“… You cannot sue us for libel, though we have exposed your characters, your secrets, and your private lives. Our protection lies in your unworldliness.”

(Mary and Elizabeth Durack. 1935. All-About: The story of a Black Community on Argyle Station, Kimberley. Sydney: The Bulletin)

The issue of Open Access has recently been brought to the attention of many language documenters. For example, ELDP, funded by Arcadia, recently announced an Open Access policy in its guidelines, and the same policy may eventually be applied to ELAR. But is Open Access relevant and appropriate for language documentation and its archiving? I offer the following initial thoughts:

A conflation of genres. Open Access (OA) is a movement promoting the free availability of publicly-funded scholarly research, as a reaction to the commercial control exerted by established academic publishers (see Arcadia and Wikipedia on the topic). However, language documentation materials, as recordings and representations of the range of “the linguistic practices characteristic of a given speech community” (Himmelmann 1998) are neither scholarly research nor completely reducible to the data that informs that research. Documenters know that the most linguistically authentic resources – recordings of spontaneous language events in social contexts – often raise questions of privacy, safety, or of controversial or secret/sacred content. Every major archiving software implements access control mechanisms (eg DSpace, Fedora, as well as language archives such as ELAR, AILLA, DoBeS, ANLA, California Language Archive, Paradisec, MURA etc). The literature of our field abounds with over a decade of discussion of the need to “respect the speakers’ confidentiality, anonymity, and privacy” (Tsunoda 2002). And every substantive language archive publicly recognises in one way or another that access to some language documentation materials needs access management. Arcadia also acknowledges that OA is not applicable across-the-board: “Open Access is solely concerned with the literature that is intended for publication so research outputs that are classified or commercial-in-confidence are exempt from OA”.
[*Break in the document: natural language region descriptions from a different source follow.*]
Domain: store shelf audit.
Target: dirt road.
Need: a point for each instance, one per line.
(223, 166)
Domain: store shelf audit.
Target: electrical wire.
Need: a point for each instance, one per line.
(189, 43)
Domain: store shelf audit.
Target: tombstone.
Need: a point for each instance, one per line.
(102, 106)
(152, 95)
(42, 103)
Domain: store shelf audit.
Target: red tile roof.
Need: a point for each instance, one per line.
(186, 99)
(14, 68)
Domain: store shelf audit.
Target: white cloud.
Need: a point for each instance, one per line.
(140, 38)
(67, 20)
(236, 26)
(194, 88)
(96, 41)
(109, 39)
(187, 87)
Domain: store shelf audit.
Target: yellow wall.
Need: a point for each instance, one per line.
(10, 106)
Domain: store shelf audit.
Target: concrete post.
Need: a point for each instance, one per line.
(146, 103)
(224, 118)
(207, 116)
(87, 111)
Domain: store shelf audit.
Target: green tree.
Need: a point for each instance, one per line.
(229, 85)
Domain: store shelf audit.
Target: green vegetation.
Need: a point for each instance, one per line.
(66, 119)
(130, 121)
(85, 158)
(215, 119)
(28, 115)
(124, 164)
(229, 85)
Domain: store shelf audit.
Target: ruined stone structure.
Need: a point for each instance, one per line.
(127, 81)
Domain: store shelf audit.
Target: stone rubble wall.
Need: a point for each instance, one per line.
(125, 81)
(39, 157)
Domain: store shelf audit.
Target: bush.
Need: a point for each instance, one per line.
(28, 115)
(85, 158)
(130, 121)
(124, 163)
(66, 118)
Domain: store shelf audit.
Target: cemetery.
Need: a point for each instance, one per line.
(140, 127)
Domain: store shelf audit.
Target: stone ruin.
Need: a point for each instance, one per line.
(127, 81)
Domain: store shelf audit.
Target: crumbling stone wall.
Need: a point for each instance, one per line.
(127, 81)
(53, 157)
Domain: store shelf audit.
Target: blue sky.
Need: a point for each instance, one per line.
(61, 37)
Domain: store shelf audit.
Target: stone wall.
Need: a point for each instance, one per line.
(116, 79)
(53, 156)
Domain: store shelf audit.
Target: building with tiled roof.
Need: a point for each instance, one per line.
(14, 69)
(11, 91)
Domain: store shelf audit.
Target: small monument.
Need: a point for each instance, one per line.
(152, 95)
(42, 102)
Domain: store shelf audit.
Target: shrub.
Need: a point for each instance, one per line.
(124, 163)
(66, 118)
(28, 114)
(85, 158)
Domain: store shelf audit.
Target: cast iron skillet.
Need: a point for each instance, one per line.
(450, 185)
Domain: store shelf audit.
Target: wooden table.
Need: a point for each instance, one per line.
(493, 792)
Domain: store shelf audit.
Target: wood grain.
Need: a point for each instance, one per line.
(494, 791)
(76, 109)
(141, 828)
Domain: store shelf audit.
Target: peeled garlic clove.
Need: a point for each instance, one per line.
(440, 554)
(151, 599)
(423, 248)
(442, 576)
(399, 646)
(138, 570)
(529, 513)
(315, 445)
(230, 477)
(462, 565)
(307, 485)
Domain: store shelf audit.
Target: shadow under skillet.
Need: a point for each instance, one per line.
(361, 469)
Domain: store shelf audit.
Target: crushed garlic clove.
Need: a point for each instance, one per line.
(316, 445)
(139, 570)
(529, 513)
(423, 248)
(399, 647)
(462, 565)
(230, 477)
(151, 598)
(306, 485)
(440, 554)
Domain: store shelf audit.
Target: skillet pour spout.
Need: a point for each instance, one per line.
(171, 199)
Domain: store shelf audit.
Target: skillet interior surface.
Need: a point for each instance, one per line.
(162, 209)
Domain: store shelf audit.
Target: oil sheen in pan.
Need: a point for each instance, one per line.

OA aims in the wrong direction. Current research and practice in language documentation and archiving is towards more – not less – source community and individual control over resources which they originated. While such community control is only recently acknowledged by (some) language archives, it has been part of language documentation and fieldwork theory, practice and training for nearly 20 years. As far back as 1997, the Indigenous workshop “The bush Track Meets the Information Superhighway“, while clearly recognising the benefits of new media, stated that the issue “of greatest concern to all communities … was the lack of moral rights and intellectual property protection for Indigenous Australians”. The most recent thinking supports originating community and individual curation, representation, and access moderation of resources (see the forthcoming papers in D. Nathan and P. Austin (eds) Language Documentation and Description 12).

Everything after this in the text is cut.